Mina, halfway through her transformation to a vampire, manages to make Dracula trust her and kills him as he holds her in an embrace. The film ends with Mina still having the vampire's mark, leaving her fate untold, though it could be that she instead took her own life to prevent herself from succumbing to vampirism entirely.

==Cast==
- Patrick Bergin as Vladislav Tepes / Count Dracula
- Giancarlo Giannini as Dr. Enrico Valenzi
- Hardy Krüger Jr. as Jonathan Harker
- Stefania Rocca as Mina Murray
- Muriel Baumeister	as Lucy Westernra
- Kai Wiesinger as Dr. John Seward
- Alessio Boni as Quincey Morris
- Conrad Hornby as Arthur Holmwood
- Brett Forest as Roenfield
- Alessia Merz as Fair Woman
- Piroska Kiss as Dark Woman
- István Göz as Male Nurse
- Barna Illyés as Border Guard
- Csaba Pethes as Captain of the Tug
- Balázs Tardy as Tug Crew Member 1
- Levente Törköly as Tug Crew Member 2
- Ilona Kassai as Woman at the Hotel
- Imola Gáspár as Woman at the Manor
- Csilla Bakonnyi as Hungarian Woman
- Petra Hauman as Mother of the Boy
- Tibor Kenderesi as Man at the Hotel
- Andrew Divoff as Doctor

==Reception==
Critical reaction to the film has been mixed to negative. David Johnson of DVD Verdict offered a positive review, saying: "Everyone involved commits to doing an okay job, and the production values and general atmosphere help shed the burden of the film stock and sad-sack effects. Bergin's Dracula is effectively crusty and malicious, and Muriel Baumeister has a good time hamming it up as the infected Lucy." Others were less positive: The SF, Horror, and Fantasy Film Review wrote, "While the film does an excellent job in updating Dracula to the midst of New Europe's nouveau riche, director Roger Young lets the show down considerably in the second half. ... The script does get caught up in some pretentious natterings [and] the performances are particularly uneven."

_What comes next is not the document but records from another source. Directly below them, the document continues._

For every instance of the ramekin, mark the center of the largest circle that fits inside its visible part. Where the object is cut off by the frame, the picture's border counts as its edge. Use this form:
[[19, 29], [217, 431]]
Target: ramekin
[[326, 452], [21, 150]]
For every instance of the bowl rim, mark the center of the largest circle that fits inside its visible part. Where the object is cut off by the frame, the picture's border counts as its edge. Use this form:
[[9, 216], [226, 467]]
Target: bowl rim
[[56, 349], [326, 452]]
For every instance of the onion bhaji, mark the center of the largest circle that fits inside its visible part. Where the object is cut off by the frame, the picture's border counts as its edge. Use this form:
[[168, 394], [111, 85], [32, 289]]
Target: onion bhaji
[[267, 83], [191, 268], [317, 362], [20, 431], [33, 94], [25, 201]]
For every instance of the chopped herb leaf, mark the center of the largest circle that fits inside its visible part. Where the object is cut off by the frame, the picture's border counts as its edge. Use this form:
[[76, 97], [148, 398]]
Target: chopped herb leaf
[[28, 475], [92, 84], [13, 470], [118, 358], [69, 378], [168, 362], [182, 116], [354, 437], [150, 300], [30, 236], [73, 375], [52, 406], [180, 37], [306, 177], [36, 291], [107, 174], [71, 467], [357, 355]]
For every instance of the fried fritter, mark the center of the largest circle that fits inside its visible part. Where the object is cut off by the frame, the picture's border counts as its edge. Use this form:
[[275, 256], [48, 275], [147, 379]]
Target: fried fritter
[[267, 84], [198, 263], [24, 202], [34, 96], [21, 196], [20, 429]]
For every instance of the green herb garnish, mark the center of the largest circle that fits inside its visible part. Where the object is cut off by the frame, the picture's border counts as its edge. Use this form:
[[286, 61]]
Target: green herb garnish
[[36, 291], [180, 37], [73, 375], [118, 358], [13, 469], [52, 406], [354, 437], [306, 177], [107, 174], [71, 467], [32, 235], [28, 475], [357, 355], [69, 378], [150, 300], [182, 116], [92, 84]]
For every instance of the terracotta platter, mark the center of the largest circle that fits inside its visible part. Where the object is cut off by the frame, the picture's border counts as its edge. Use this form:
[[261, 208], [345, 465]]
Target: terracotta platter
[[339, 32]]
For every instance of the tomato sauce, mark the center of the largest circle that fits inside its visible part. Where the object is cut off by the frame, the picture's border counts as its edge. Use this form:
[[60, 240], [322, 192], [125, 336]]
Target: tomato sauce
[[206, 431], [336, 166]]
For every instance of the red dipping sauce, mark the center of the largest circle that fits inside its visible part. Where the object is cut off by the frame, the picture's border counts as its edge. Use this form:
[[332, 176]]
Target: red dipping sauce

Noel Megahey of DVD Times said, "It's [the] awkwardness in the script and the dialogue that weighs heavily on the film, although the film actually does operate half-way successfully when it moves into the non-verbal action sequences. What really sinks the film in the end, though, is not the weakness of the special effects, but the performances and the delivery of the pan-European cast that struggles through their semi-dubbed English-language lines." David Hall of EatMyBrains.com said, "There have been far worse cinematic incarnations of Stoker's tale than this — but it must rank as one of the dreariest adaptations ever — a toothless bore shorn of any frisson of eroticism, with nary a drop of blood in sight."